Electrochemical failure of the brain cortex
Jose Gutierrez, MD, MPH
Dreier et al. carried on an interesting experiment on rats to evaluate whether the commitment point of neurons distressed by spreading depression varies depending on the perfusion levels. Rats were assigned to three experimental groups: 1) A group where a K+-rich solution was applied to the brain surface through a small subdural window to induce a series of spreading depressions (SD), 2) A group where ischemia was forced by adding purified hemoglobin (nitric oxide scavenger) to the same K+ solution, and 3) A group where hyperemia was sought by adding nimodipine (a vasodilator) to the same K+/Hb+ solution used in group 2. The depolarizing potentials were measured with superficial and deep cortical electrodes and they lasted a little bit longer than an hour in each case. After the experiment was finished, the rats were sacrificed and the brain tissue was observed under the microscope to evaluate the degrees of inflammation, apoptosis, necrosis and asctrocytic activity in the three groups.

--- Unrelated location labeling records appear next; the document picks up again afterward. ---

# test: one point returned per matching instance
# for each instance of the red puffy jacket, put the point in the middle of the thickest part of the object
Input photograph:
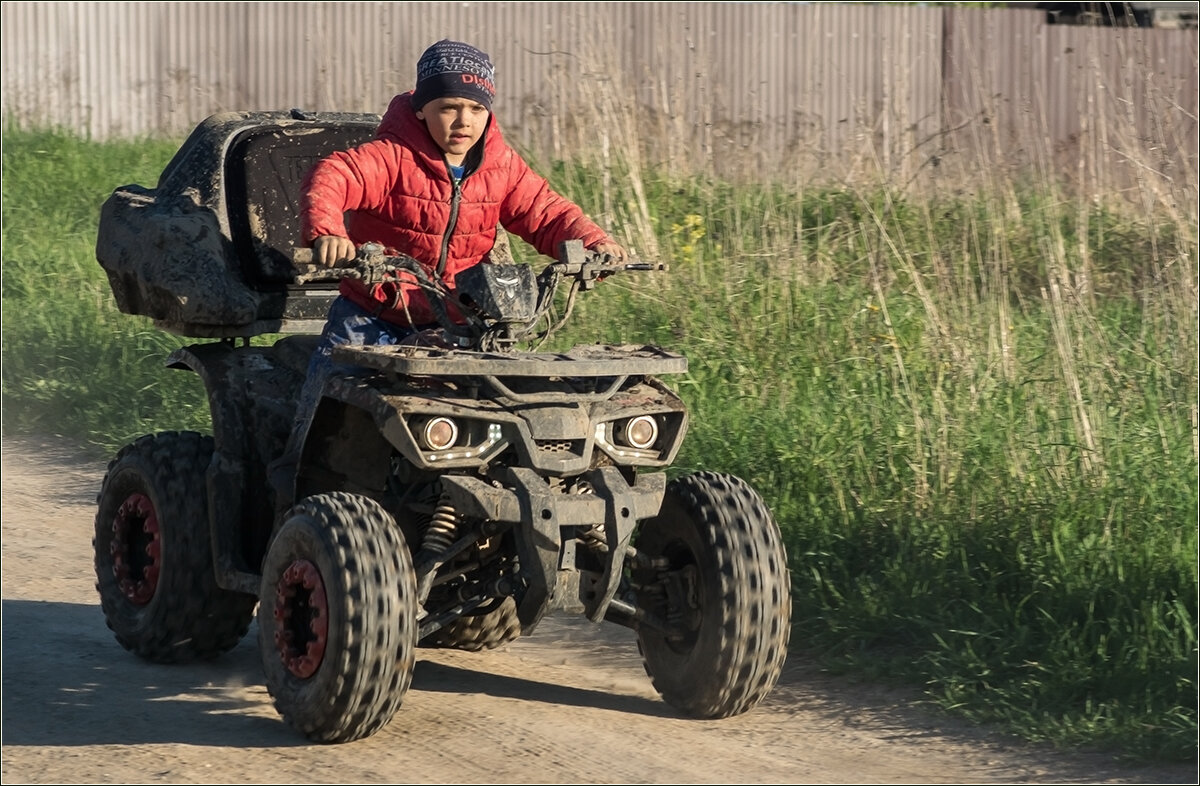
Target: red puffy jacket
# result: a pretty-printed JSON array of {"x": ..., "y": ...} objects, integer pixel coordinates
[{"x": 400, "y": 193}]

The investigators found that, as initially suspected, the greatest degree of necrosis involved all cortical layers and occurred in the groups where SD was accompanied by forced ischemia. Although the others 2 groups also suffered necrosis, this was limited to the superficial cortical layers. Greater degrees of inflammation were observed in the ischemic groups as well compared to the group where hyperemia was forced by adding nimodipine. The areas where necrosis was found recorded negative electric potential, suggesting that negative potentials might be markers of irreversible damage.
The results of this animal experiment shed light on important aspects of the physiopathology of neuronal dysfunction in the setting of ischemia and electrochemical membrane failure. While not all effects observed in animals occur in a similar fashion in humans, this study opens potential research opportunities of broad clinical impact. Hyperemia for subarachnoid hemorrhage and permissive hypertension for acute stroke are examples of strategies currently in use where the concept of increased perfusion is applied to ischemic conditions. Understanding the mechanisms that can influence the commitment point at which neurons suffer irreversible damage is key in formulating successful neuroprotective strategies.